Of 3415 patients, 65.8% were White, 21.4% were Hispanic, and 3.2% were Black. More than 96% were treated at urban teaching hospitals and 54.2% in southern or western regions. White patients were younger (mean 6.1 months) as compared with Blacks (mean 10.9 months) and Hispanics (mean 9.1 months; p < 0.0001) at the time of surgery. A higher fraction of Whites had private insurance (70.3%) compared with nonwhites (34.0%-41.6%; p < 0.001). Approximately 12.2% were nonelective admissions, more so among Blacks (16.9%). Mean hospital length of stay (LOS) was 3.5 days with no significant differences among races. Following surgical treatment, 12.1% of patients developed complications, most commonly pulmonary/respiratory (4.8%), wound infection (4.4%), and hydrocephalus (1.4%). The mean overall hospital charges were significantly lower for Whites than nonwhites ($34,527 vs $44,890-$48,543, respectively; p < 0.0001).

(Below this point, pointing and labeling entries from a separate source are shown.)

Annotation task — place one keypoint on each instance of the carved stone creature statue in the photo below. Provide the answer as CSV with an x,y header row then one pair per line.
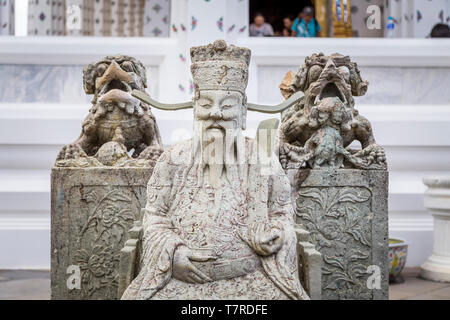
x,y
117,122
323,77
325,147
214,226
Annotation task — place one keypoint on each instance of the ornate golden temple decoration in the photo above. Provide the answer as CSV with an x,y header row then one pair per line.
x,y
342,21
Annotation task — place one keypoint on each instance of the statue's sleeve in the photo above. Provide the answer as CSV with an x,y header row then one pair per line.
x,y
159,241
282,267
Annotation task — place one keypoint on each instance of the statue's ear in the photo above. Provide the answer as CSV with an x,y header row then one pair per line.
x,y
286,85
89,76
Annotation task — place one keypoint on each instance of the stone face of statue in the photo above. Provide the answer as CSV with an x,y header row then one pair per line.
x,y
215,227
219,119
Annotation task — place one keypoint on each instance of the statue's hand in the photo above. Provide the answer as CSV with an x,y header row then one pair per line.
x,y
266,239
184,270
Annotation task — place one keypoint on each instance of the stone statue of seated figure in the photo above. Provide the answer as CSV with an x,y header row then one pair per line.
x,y
215,226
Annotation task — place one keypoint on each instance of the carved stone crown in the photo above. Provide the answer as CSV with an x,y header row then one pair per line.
x,y
220,67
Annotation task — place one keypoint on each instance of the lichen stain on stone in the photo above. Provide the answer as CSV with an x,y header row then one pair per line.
x,y
60,208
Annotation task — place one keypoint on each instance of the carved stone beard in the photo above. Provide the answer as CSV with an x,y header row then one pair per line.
x,y
219,151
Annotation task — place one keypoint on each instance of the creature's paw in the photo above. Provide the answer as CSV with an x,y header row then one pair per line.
x,y
371,157
292,157
71,151
151,153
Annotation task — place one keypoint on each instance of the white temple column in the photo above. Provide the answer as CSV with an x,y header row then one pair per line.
x,y
437,201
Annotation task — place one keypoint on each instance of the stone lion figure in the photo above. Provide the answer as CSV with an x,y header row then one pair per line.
x,y
322,78
117,124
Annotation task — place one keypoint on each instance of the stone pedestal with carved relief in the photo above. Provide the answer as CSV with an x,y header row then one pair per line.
x,y
346,213
92,210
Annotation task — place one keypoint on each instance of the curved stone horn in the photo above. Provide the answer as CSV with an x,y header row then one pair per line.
x,y
158,105
190,104
276,108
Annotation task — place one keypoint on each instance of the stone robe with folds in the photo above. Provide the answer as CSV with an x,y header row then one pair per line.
x,y
183,209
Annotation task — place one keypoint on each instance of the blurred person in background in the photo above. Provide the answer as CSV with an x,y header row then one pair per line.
x,y
306,25
259,28
440,30
287,26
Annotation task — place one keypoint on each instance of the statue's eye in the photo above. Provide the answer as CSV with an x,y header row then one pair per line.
x,y
345,72
101,69
314,73
127,66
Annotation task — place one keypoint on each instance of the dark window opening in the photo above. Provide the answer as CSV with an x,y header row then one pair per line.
x,y
274,11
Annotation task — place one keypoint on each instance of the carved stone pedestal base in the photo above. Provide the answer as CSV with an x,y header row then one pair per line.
x,y
437,201
346,214
92,210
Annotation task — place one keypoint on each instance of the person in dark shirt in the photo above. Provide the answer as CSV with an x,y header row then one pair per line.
x,y
259,28
306,25
287,29
440,30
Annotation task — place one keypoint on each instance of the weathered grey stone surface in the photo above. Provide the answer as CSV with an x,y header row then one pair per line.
x,y
99,181
92,210
215,226
317,132
346,213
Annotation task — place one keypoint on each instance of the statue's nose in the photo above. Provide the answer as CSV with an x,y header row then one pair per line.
x,y
114,72
215,113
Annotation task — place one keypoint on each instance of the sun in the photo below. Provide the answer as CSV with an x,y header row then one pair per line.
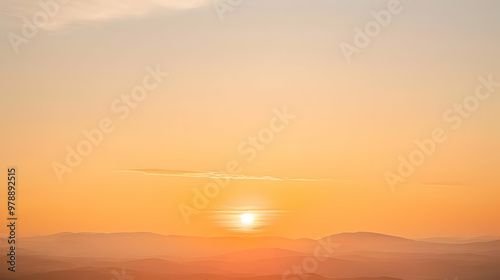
x,y
247,219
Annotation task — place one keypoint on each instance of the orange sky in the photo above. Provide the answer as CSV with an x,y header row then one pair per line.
x,y
226,79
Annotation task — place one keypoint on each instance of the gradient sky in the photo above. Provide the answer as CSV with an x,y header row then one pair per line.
x,y
226,77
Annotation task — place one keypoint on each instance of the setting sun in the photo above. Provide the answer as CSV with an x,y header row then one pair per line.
x,y
247,219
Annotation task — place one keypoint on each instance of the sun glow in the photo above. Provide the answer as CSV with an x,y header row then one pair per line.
x,y
247,219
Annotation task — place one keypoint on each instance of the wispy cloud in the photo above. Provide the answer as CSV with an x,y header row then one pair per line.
x,y
83,12
220,175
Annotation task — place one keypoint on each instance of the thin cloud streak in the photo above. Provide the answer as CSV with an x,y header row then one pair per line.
x,y
219,175
86,12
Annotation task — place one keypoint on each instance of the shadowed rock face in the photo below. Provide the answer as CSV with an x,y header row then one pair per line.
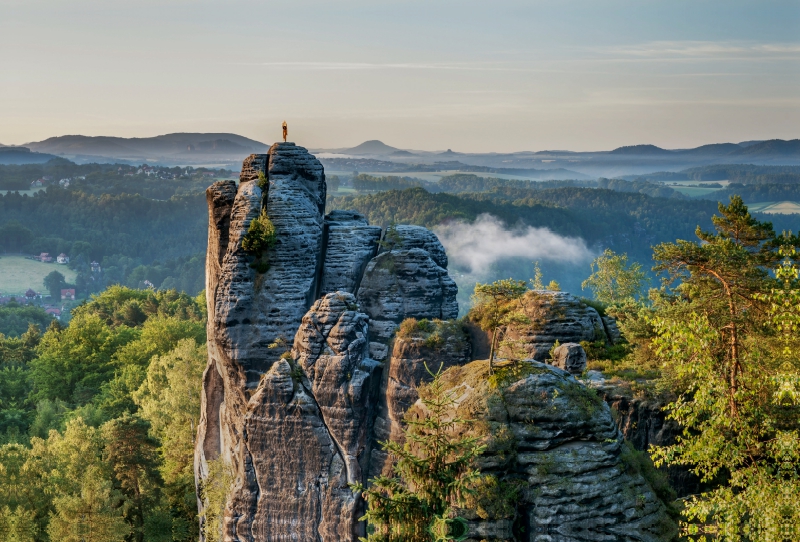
x,y
296,426
351,244
300,384
546,430
402,284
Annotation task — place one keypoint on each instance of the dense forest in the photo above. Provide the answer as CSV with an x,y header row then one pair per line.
x,y
112,213
97,421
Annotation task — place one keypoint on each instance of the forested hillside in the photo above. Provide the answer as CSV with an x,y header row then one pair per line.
x,y
97,421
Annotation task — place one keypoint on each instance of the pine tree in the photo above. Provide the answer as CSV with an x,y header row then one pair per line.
x,y
433,473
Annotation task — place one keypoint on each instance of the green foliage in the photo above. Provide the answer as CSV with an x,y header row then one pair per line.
x,y
638,462
728,346
434,473
363,182
260,237
99,420
497,306
613,279
263,182
214,492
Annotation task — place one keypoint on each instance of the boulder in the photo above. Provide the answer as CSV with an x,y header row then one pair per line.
x,y
419,347
554,316
307,432
350,244
570,357
402,284
555,440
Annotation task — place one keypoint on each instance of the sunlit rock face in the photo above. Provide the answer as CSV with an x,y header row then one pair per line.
x,y
311,365
291,390
555,439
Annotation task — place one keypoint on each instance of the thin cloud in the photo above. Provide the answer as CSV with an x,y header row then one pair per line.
x,y
478,246
704,50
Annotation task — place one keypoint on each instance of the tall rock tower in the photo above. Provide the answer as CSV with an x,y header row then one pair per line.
x,y
294,377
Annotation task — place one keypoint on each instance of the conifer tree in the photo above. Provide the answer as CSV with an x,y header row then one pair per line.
x,y
433,472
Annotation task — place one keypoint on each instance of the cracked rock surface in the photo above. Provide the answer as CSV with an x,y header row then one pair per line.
x,y
548,432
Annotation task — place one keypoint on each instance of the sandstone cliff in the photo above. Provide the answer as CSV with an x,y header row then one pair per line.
x,y
315,357
295,348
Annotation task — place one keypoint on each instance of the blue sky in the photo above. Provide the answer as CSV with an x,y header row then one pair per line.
x,y
471,76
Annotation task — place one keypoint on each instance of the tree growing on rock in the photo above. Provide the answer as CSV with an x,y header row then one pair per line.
x,y
727,339
496,306
613,279
433,473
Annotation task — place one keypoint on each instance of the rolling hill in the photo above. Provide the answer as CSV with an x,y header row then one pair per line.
x,y
168,145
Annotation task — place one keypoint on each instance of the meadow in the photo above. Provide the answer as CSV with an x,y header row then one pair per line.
x,y
17,274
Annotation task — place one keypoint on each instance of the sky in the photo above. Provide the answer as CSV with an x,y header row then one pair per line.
x,y
472,76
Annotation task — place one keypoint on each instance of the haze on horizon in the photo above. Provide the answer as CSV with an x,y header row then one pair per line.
x,y
472,76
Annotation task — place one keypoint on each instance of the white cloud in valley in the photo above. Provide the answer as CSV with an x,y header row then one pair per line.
x,y
477,246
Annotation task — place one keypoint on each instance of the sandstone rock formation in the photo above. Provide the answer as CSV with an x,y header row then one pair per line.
x,y
554,316
296,427
426,346
311,365
402,284
570,357
555,440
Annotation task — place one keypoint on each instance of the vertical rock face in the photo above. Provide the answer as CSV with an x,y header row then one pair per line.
x,y
296,427
350,244
554,316
570,357
307,428
440,345
402,284
548,432
301,386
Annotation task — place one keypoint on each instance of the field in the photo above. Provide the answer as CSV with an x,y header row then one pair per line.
x,y
775,207
18,274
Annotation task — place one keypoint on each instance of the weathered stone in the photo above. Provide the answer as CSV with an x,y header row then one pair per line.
x,y
404,284
546,430
407,237
253,167
612,330
554,316
570,357
297,429
350,244
443,346
307,432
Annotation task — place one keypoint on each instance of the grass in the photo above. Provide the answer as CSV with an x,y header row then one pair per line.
x,y
18,274
775,207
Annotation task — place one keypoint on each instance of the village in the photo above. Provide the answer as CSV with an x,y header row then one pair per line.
x,y
56,302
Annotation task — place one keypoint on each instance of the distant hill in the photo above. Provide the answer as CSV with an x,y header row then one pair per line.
x,y
771,148
713,149
371,147
22,155
169,145
641,150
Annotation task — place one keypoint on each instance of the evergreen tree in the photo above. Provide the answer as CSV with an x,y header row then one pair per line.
x,y
727,339
433,472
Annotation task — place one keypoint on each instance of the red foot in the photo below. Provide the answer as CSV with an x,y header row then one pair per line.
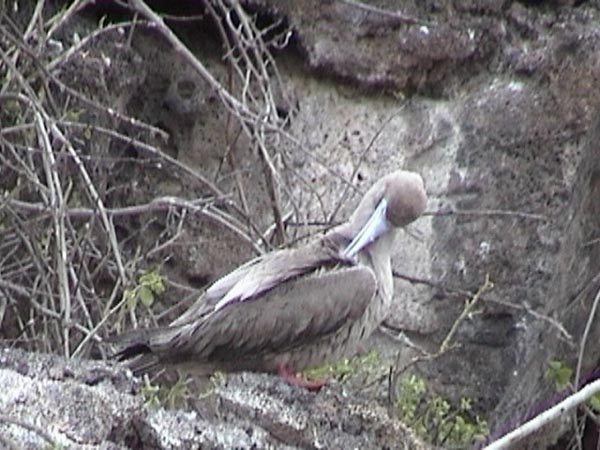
x,y
297,380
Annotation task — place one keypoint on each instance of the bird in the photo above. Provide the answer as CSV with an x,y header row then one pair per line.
x,y
296,308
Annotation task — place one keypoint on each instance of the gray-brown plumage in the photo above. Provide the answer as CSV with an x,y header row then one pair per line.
x,y
294,308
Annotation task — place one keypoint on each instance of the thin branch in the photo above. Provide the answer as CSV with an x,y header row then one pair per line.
x,y
486,212
558,410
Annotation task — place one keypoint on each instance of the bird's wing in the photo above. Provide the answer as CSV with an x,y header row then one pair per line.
x,y
293,313
258,276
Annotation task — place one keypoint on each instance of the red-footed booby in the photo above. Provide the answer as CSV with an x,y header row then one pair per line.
x,y
292,309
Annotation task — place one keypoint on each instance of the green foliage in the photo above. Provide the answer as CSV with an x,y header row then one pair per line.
x,y
434,418
558,373
345,368
149,284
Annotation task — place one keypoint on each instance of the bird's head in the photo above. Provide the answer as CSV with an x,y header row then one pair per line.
x,y
394,201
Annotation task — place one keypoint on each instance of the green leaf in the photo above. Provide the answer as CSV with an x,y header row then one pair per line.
x,y
594,402
130,298
559,373
146,296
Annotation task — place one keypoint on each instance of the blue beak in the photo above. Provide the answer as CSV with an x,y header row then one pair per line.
x,y
373,229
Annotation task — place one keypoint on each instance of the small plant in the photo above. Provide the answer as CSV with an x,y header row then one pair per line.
x,y
149,284
346,368
434,418
559,373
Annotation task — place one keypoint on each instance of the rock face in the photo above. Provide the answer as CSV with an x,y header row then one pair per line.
x,y
48,401
495,103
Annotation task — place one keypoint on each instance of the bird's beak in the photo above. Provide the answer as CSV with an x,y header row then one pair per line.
x,y
375,227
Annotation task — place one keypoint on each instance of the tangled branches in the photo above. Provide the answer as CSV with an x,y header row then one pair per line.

The findings of this national study suggest a higher prevalence of craniosynostosis in Hispanics. The higher predisposition among males was less evident in Hispanics and Blacks. There was a significant percentage of nonelective admissions, more commonly among Blacks. Additionally, Hispanics and Blacks were more likely to receive surgery at an older age, past the current recommendation of the optimum age for surgical intervention. These findings are likely associated with a lack of early detection. Although mean LOS and rate of complications did not significantly differ among different races, nonwhites had, on average, higher hospital charges of $10,000-$14,000. This discrepancy may be due to differences in type of insurance, craniosynostosis type, rates of comorbidities, and delay in treatment. Although there are several limitations to this analysis, the study reports on relevant disparities regarding a costly neurosurgical intervention, and ways to diminish these disparities should be further explored 9).